Celebration commands time to stand still.
The strain and the struggle will always be there, but for a moment we let them simply disappear. And our hearts are refreshed as we pause to remember and celebrate.
We are part of a heavenly army fighting in a fallen world. If life wasn’t so hard, we’d be doing it wrong. But that is why God commands us to establish boundary lines to push back the pressure and carve out rhythms that will restore us. It’s written into His law.
Celebration changes our perspective. It reminds us what we’re fighting and what we’re fighting for. It reconnects us to God and to each other. It rebuilds, restores, refreshes, and refuels.
The Sabbath is a weekly command to rest. The work will wait. A day of rest each week restores connection with God and community. The many seasonal feasts and festivals are calls to defy the urgency of daily demands and raging responsibilities to come away with Him, to be restored. They carve out space in our lives to look up, look around, smile, laugh, sing, dance, play, sleep, converse, commune, snuggle, worship. Life is more than work.
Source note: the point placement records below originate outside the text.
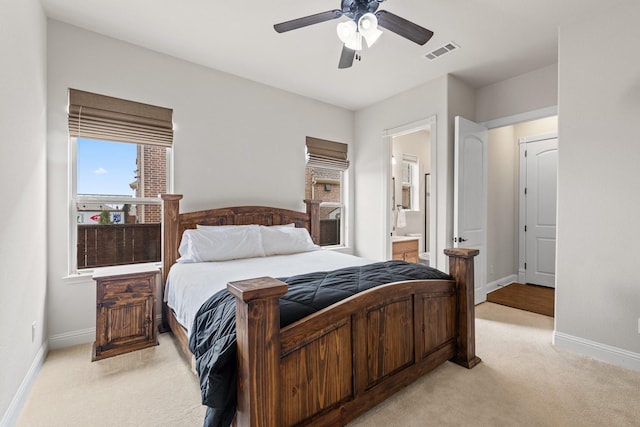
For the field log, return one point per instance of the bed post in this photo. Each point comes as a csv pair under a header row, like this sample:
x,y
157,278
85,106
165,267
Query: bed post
x,y
461,268
313,210
258,343
170,242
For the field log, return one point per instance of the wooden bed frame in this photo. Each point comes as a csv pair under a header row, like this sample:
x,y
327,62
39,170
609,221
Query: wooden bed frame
x,y
330,367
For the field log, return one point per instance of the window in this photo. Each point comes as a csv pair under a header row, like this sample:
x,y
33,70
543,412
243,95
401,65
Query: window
x,y
119,165
325,181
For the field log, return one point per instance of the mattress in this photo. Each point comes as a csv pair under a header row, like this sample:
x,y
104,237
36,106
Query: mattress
x,y
190,285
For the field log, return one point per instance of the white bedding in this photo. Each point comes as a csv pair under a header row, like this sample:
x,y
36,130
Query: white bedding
x,y
190,285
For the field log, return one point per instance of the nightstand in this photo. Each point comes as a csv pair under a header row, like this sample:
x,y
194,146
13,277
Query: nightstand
x,y
125,309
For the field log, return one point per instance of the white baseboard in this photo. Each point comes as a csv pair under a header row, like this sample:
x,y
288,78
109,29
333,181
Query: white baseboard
x,y
596,350
72,338
501,282
10,418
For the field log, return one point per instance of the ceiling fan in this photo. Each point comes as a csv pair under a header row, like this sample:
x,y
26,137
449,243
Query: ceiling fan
x,y
365,18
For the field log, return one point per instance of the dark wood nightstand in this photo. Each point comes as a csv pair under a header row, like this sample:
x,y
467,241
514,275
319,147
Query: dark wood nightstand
x,y
125,309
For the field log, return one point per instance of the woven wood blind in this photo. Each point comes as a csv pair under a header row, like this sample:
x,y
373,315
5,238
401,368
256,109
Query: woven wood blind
x,y
114,119
326,154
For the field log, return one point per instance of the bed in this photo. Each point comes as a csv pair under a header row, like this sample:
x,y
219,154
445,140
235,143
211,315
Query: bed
x,y
330,366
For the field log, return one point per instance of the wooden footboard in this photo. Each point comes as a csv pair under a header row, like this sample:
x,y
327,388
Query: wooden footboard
x,y
330,367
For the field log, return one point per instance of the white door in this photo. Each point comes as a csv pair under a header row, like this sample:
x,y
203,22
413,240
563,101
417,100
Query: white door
x,y
541,197
470,196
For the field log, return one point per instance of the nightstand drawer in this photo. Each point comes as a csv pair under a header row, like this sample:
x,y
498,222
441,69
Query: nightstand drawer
x,y
118,288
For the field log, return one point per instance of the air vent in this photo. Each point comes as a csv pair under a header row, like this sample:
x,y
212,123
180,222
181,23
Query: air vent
x,y
449,47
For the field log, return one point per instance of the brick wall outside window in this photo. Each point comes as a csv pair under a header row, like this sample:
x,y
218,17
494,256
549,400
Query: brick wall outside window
x,y
152,180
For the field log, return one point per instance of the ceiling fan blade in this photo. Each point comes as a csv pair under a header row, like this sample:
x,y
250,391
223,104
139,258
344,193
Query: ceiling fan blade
x,y
346,57
307,20
404,28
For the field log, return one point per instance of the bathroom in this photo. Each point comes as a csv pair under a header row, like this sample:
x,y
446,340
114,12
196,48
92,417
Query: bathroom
x,y
410,195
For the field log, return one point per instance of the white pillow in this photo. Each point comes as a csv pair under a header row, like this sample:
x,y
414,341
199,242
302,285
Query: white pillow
x,y
220,244
286,240
199,226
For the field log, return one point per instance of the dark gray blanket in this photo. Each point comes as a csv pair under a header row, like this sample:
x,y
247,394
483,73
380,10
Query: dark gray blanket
x,y
213,340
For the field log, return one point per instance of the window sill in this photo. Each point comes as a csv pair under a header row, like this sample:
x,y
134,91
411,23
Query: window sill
x,y
86,276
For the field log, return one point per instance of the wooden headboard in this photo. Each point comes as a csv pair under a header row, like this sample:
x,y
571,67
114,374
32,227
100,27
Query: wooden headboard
x,y
174,223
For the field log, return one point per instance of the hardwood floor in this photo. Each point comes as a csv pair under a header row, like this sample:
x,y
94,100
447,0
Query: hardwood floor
x,y
537,299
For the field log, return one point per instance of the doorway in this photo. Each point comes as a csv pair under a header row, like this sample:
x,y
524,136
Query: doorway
x,y
538,202
410,207
506,217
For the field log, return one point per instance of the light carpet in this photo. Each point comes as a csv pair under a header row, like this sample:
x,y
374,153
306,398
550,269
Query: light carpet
x,y
522,381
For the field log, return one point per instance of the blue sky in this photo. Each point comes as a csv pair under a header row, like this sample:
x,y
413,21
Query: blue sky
x,y
105,167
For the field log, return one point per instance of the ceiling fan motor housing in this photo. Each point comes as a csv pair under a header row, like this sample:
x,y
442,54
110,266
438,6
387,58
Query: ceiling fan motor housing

We must stop so we can start again.
Just as the sun sets each evening I walk around my home turning on table lamps. The soft light casts a warm glow into each room and welcomes (for me) the end of the day.
God built natural rhythms of celebration into our days, our seasons, our years. What simple rhythms of celebration do you keep?
A cup of tea before bed?
Visits to the farmer’s market on Friday evenings?
Picnics in the park when the weather warms?
Monthly family nights?
Weekly waffles after church on Sundays?
Life will press in on us from all sides. Moses stood there on the banks of the Jordan River that day and warned them it would. But He also promised, “keep your hearts tucked closely into God’s; keep pace with Him, keep pause with Him and you will live in peace.”
In God’s kindness He has reserved pockets of power tucked deep into the corners of life, waiting for us to tap into them. These are the sacred moments of:
May your life be in step with God’s rhythms, as you find peace and pause in the midst of every season. In Jesus’ name, Amen.